- Legal firm wants case consolidated with that of mines chamber
- Mines lobby open to finding mediated settlement for dispute
A court dispute between South Africa’s Chamber of Mines and the Department of Mineral Resources about black shareholdings in mining companies started on Tuesday with arguments by a third party that seeks to set aside the country’s Mining Charter.
Malan Scholes Inc., a Johannesburg-based legal firm, is asking the High Court in Pretoria to be allowed to consolidate its case with that of the chamber, arguing there are similarities between its application and that of the mines lobby. The chamber, which represents South Africa’s largest mining companies including Anglo American Plc and Glencore Plc, and the department are opposing Malan Scholes’ bid for a joint hearing.
The hearing is getting under way after the chamber asked the court to back its view that the Mining Charter stipulates companies should be credited with disposing at least of 26 percent of their assets to black investors, even if those stake were later resold. The mines department says that companies should maintain black shareholding above the threshold at all times.
Should the cases be heard separately, another court may rule in favor of the Scholes application, which “could make a lot of the findings in the chamber application” irrelevant, Leon Bekker, senior counsel for Malan Scholes, said in court. “If the charter is taken away” then the relief that the chamber is looking for won’t be necessary, he said.
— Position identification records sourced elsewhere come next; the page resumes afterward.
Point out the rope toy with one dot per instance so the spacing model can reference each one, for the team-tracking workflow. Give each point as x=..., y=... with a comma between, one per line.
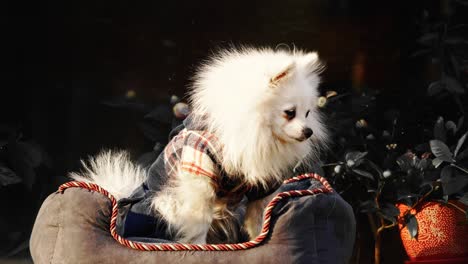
x=203, y=247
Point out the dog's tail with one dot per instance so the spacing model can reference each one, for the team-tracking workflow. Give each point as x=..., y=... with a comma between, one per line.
x=113, y=171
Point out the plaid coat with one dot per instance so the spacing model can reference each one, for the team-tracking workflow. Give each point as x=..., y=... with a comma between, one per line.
x=191, y=150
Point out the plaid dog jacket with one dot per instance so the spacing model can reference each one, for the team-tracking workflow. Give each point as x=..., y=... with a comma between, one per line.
x=192, y=150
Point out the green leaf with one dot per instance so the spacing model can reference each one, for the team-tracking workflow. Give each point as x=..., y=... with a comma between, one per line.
x=439, y=130
x=390, y=209
x=435, y=88
x=451, y=126
x=464, y=199
x=387, y=217
x=453, y=85
x=428, y=39
x=460, y=122
x=441, y=151
x=436, y=162
x=364, y=174
x=460, y=143
x=420, y=52
x=412, y=225
x=368, y=206
x=7, y=176
x=452, y=181
x=355, y=155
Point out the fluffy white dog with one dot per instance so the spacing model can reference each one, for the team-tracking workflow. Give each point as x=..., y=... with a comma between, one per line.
x=254, y=117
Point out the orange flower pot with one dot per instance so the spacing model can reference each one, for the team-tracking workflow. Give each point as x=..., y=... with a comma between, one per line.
x=441, y=234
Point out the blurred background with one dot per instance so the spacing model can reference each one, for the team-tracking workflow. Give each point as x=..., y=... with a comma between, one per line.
x=80, y=76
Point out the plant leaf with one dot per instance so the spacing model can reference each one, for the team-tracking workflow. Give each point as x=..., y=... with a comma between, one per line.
x=453, y=85
x=355, y=155
x=161, y=113
x=412, y=225
x=464, y=199
x=451, y=126
x=7, y=176
x=452, y=181
x=439, y=130
x=434, y=88
x=462, y=155
x=420, y=52
x=460, y=143
x=460, y=122
x=364, y=174
x=390, y=209
x=436, y=162
x=428, y=38
x=368, y=206
x=441, y=151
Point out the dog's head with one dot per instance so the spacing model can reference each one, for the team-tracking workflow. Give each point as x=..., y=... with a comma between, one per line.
x=292, y=99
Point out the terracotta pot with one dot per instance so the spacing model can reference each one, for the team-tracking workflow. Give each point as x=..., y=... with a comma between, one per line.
x=440, y=234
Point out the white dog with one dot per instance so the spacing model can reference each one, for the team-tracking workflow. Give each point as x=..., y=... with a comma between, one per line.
x=254, y=118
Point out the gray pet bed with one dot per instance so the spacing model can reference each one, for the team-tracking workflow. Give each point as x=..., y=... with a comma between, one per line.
x=306, y=226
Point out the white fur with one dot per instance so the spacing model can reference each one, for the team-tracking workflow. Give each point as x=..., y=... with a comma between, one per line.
x=240, y=96
x=114, y=172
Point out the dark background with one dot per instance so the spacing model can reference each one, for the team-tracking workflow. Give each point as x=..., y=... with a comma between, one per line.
x=63, y=59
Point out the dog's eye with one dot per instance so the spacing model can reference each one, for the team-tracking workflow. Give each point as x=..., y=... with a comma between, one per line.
x=290, y=114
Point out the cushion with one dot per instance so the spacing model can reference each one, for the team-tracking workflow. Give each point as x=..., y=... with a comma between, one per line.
x=306, y=226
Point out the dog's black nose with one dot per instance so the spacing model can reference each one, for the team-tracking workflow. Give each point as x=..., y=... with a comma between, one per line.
x=307, y=132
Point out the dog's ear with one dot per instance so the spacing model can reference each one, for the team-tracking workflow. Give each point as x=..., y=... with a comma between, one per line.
x=311, y=63
x=283, y=75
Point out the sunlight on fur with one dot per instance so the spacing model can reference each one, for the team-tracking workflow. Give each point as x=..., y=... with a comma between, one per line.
x=260, y=105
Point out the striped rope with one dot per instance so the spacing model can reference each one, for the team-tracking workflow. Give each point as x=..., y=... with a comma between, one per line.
x=204, y=247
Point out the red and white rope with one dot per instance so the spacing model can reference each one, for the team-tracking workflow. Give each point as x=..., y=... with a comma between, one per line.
x=203, y=247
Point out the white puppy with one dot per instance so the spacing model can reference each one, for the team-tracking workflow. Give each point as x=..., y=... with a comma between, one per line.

South Africa’s push for increased black ownership of the mining industry, which accounts for almost half of the country’s exports, is part of an effort to address the legacy of apartheid that locked the black majority out of key industries. The Mining Charter also sets targets for companies to boost the numbers of black people in management and improve training and benefits for communities near mines. The country is the world’s biggest source of platinum and manganese and Africa’s largest gold and coal producer.
The chamber “does not want to see the charter destroyed,” said Chris Loxton, senior counsel for the mining group. “Scholes wants to put it to the sword,” which will create a conflict of interest between the two groups, he said.
The chamber is optimistic that it will resolve the dispute before the end of the year and remains open to finding a mediated settlement, Roger Baxter, its chief executive officer, told reporters on Monday.
Once the parties receive feedback from the judge presiding over the case, they may continue talks “on the idea of third-party mediation,” Baxter said. “It is very feasible to see some outcomes this year. It is important to get some outcomes this year.”
The chamber’s members concluded deals worth 205 billion rand ($13.1 billion) since 2000 to expand black ownership, Baxter said. “We don’t think the industry has had a fair hearing on the progress that we have made,” he said.